Reading challenge book 15: Dancing with Mr Darcy

Book 15 in my challenge to read one book (I haven’t read before) a fortnight in 2012 is Dancing with Mr Darcy.

Dancing with Mr Darcy is a collection of short stories inspired by the novels and characters of Jane Austen, or by Chawton House, the place where she once lived.

All the stories are original and by authors who simply put themselves forward for this particular competition, so there are no well-known faces apart from Sarah Waters, who wrote the introduction.

Yet for amateurs, the quality of writing is deliciously high.

My favourite story in the collection was Cleverclogs by Hilary Spiers. The story of a girl whose grandmother falls ill, Cleverclogs has a slightly melancholy edge, and the central character reminded me so much of me. While I’ve never counted how many words I’ve read in a day, I was that girl who read anything and everything she could get her hands on when she was younger, and I’m still the same way. I read at the dinner table, I read on the Tube, I read on planes, I read newspapers and magazines and leaflets and recipe books and fiction and non-fiction. I felt a real connection with the protagonist of Cleverclogs, who so often finds escape in reading, but discovers that in bad situations fiction can be a healer and can help bring someone back to reality.

Many of the tales in Dancing with Mr Darcy are set in Jane Austen’s world, but for me the best ones are those which take the spirit of Austen and infuse that into something completely different. Snowmelt is a wonderful almost end-of-the-world story, about a librarian who finds the world changing around her. Its central character is all Austen characters in one, and perhaps also a bit of Austen herself. And yes, a slight pattern is emerging for me here – the stories I love the best are the ones about reading.

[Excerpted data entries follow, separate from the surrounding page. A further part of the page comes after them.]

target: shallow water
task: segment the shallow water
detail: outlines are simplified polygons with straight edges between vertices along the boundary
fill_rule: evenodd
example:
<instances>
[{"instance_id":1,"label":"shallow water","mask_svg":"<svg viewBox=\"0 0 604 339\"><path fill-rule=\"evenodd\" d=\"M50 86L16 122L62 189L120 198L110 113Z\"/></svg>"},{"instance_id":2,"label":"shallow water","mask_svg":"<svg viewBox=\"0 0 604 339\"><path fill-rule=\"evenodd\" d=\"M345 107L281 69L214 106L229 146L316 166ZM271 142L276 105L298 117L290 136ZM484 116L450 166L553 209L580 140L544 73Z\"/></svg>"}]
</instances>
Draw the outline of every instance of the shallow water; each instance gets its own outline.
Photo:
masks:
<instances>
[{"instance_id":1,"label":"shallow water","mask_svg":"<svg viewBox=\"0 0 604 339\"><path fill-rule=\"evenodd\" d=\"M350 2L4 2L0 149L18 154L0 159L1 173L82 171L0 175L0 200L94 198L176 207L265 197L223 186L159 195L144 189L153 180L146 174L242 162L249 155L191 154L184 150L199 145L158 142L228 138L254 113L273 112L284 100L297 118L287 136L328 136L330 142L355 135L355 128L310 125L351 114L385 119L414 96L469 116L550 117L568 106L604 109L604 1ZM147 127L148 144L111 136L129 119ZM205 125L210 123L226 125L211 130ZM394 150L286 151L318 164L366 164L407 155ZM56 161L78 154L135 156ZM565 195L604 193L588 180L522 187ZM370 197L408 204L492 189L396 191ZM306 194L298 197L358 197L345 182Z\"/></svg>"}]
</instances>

When it comes to romance, Eight Years Later is a gorgeous love story about a man who wants to reconnect with the young, vivacious teacher he met while he was her pupil. It could be a tawdry story, but it’s not. One of Austen’s favourite tools was unrequited love (eventually requited) and this takes that and puts it in a modern context, with the actual setting Chawton House. The two characters, never anything but appropriate during all their previous dealings, finally let Austen bring them together.

For Austen lovers, Dancing with Mr Darcy is a lovely collection of stories to remind them why they love Austen so. And for those who haven’t read anything by the author, this book is a starting point, showing readers the feelings and tales the great author can inspire, and will hopefully lead to many more people picking up a book by Austen.